Brain network plasticity evaluation has been shown extensively essential for understanding and monitoring of brain functional changes and brain disorders. However, existing clinically used imaging methods are unable to robustly indicate plasticity or plasticity changes. Therefore, there is a great need for developing such an imaging tool for brain functional evaluation. In basic neuroscience research plasticity evaluation is performed by conducting electrophysiological measurements in vivo. By using EEG - combined with TMS stimulation this methodology can be transformed into clinically used plasticity and connectivity assessment for evaluation of functional brain status. This study may thus introduce a novel, non-invasive and efficient method for brain functional imaging. DELPhI evaluation will offer a true multimodality imaging by combining EEG and TMS that allows a quantative objective and direct identification of disease assessment. There is a real unmet need for an accurate and objective evaluation that together with the common clinical practice will provide neurologists and psychiatrists a more definite and personalized treatment prescription.

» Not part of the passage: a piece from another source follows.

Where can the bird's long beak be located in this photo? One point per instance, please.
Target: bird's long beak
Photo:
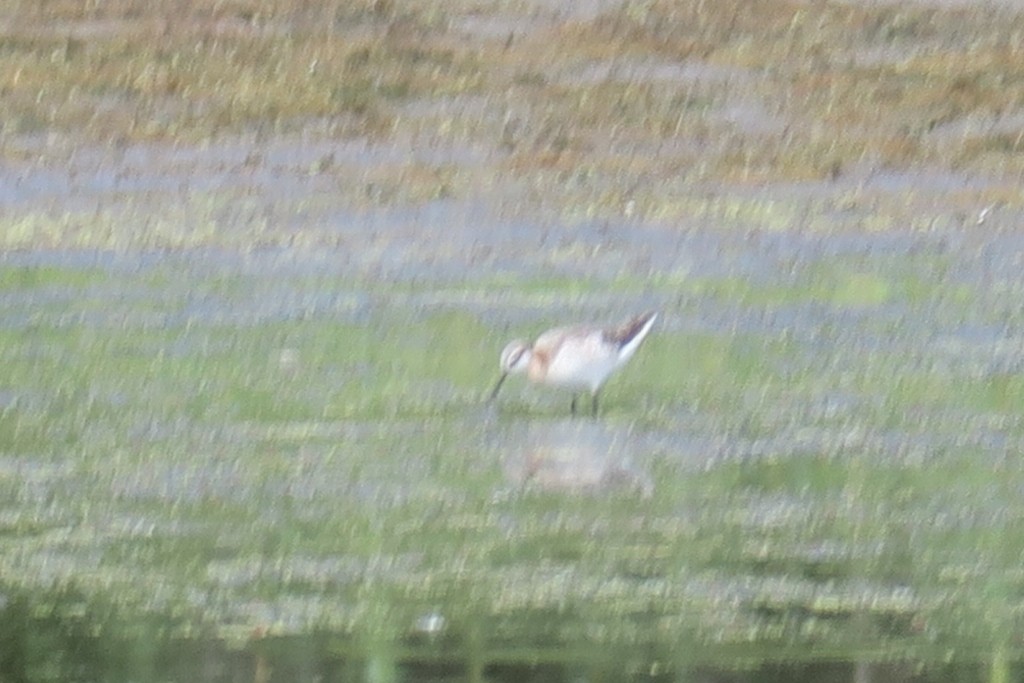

Studies integrating TMS with EEG (TMS-EEG) have shown that TMS produces waves of activity that reverberate throughout the cortex and that are reproducible and reliable thus providing direct information about cortical excitability and connectivity with excellent time resolution. By evaluating the propagation of evoked activity in different behavioral states and in different tasks, TMS-EEG has been used to causally probe the dynamic effective connectivity of human brain networks. When applying the TMS coil above the motor cortex, a cascade effect called the motor-evoked potential (MEP), is initiated. The MEP is measurable at peripheral muscles. The Motor cortex is a brain structure located between the frontal and parietal cortices. Pyramidal neurons in the motor cortex, upper motor neuron going through the brain stem, send signals to lower motor neuron in the spinal cord which stimulate muscle fibers. TMS stimulus to the Motor cortex evokes a brain response which propagates to different brain regions in addition to the peripheral limb muscles [20]. An important feature of TEP topography is that even though only one cortical hemisphere is stimulated, bihemispheric EEG evoked responses are evoked with different features. TMS-evoked activity propagates from the stimulation site ipsilaterally via association fibers and contralaterally via transcallosal fibers and to subcortical structures via projection fibers. These TMS-evoked cortical potentials (TEPs) last for up to 300 ms in both the vicinity of the stimulation as well as in remote interconnected brain areas reflect long term changes in cortical network excitation-inhibition balance refeed to as brain network plasticity. A single TMS pulse delivered over the primary motor cortex (M1) results in a sequence of positive and negative EEG peaks at specific latencies (i.e., P25, N45, P70, N100, and P180).

In this study a wide population of subjects will be recruited. this population will include different neurological conditions and healthy subjects, arriving to the Hyperbaric center at Asaf-Harophe hospital. Each subject will be tested once before treatment initiation and subsequent tests will be performed also after treatment termination or at follow up time points. Each evaluation will last up to 90 minutes and will include affixed stimulation protocol ranging Up to 1000 TMS pulses, with intensities between 60-130% of motor threshold (MT). Inter-stimuli frequency will change from 0.01 up to 20 Hz.Existing clinical data such as MRI scans, neurocognitive assessments and clinical evaluations will be collected out of patient files. EEG data recorded will be analyzed and corrolations to the clinical data will be tested.